Les données collectées sur la perception de l’environnement sociopédagogique de douze classes d’une même école primaire montrent des enjeux importants liés au climat évaluatif ainsi qu’au climat de sécurité. Cette première collecte, au tout début du projet, a permis à l’équipe interprofessionnelle mobilisée dans le cadre de cette recherche collaborative de faire rapidement des choix pour tenter d’influencer positivement ces deux climats. Des collectes de données subséquentes, à l’aide des mêmes questionnaires, durant la deuxième et la troisième année du projet, permettront de mesurer les effets des changements mis en place. Présenter de telles données à une nouvelle équipe de recherche nécessite des réflexions préalables afin de maintenir un engagement et des relations positives entre les personnes du milieu de la pratique et les personnes du milieu de la recherche.

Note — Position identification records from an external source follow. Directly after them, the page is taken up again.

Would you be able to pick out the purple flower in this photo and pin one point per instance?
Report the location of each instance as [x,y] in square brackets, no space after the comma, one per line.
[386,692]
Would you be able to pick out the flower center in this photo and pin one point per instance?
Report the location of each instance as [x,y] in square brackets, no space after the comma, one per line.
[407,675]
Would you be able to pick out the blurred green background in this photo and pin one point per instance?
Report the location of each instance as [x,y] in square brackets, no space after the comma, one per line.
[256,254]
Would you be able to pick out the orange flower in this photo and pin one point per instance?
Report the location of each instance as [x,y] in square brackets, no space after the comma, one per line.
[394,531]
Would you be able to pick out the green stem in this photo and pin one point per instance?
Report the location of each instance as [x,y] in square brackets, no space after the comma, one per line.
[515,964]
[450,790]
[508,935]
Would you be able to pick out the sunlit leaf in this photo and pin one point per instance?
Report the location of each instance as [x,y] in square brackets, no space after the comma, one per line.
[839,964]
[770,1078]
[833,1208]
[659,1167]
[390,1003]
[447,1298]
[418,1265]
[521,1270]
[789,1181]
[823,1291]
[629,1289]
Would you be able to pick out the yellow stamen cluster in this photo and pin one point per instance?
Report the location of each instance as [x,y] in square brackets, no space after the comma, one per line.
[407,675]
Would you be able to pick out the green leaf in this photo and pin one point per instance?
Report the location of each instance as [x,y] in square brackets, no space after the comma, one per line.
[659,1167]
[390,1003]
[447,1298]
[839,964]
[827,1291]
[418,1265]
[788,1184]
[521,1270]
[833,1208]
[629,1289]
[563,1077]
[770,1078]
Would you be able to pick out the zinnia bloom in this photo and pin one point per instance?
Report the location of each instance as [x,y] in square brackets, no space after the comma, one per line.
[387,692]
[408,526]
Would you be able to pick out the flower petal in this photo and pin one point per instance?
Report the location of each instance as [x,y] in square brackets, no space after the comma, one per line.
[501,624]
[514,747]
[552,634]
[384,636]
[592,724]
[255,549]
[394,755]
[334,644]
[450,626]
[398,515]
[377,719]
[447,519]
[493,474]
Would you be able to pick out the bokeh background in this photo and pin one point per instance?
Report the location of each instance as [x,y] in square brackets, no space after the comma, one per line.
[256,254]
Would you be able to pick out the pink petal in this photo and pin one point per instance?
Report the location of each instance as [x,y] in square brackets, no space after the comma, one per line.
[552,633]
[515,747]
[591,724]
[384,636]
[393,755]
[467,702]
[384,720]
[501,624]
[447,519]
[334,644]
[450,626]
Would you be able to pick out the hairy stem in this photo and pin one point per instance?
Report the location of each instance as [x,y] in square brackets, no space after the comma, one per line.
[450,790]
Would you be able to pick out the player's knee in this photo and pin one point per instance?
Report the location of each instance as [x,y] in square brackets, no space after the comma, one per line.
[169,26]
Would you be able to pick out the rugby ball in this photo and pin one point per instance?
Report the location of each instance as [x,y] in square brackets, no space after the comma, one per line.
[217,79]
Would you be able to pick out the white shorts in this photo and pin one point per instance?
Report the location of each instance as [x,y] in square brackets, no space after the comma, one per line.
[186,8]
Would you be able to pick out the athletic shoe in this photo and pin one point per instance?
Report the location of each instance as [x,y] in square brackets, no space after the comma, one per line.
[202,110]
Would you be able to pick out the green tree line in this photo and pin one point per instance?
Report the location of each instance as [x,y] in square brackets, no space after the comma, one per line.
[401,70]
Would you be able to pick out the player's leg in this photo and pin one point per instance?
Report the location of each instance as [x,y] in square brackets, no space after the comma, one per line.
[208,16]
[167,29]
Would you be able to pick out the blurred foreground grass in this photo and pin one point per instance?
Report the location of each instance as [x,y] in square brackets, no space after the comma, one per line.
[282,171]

Plusieurs réflexions, notamment sur la temporalité, les modalités de formation, la posture d’accompagnement et les connaissances pratiques et théoriques, ont été nécessaires pour guider la manière dont les données allaient être présentées aux personnes participantes afin de maintenir le lien de confiance. Ces réflexions doivent être au coeur de la démarche des personnes chercheuses s’engageant dans une recherche collaborative et feront l’objet d’un prochain article.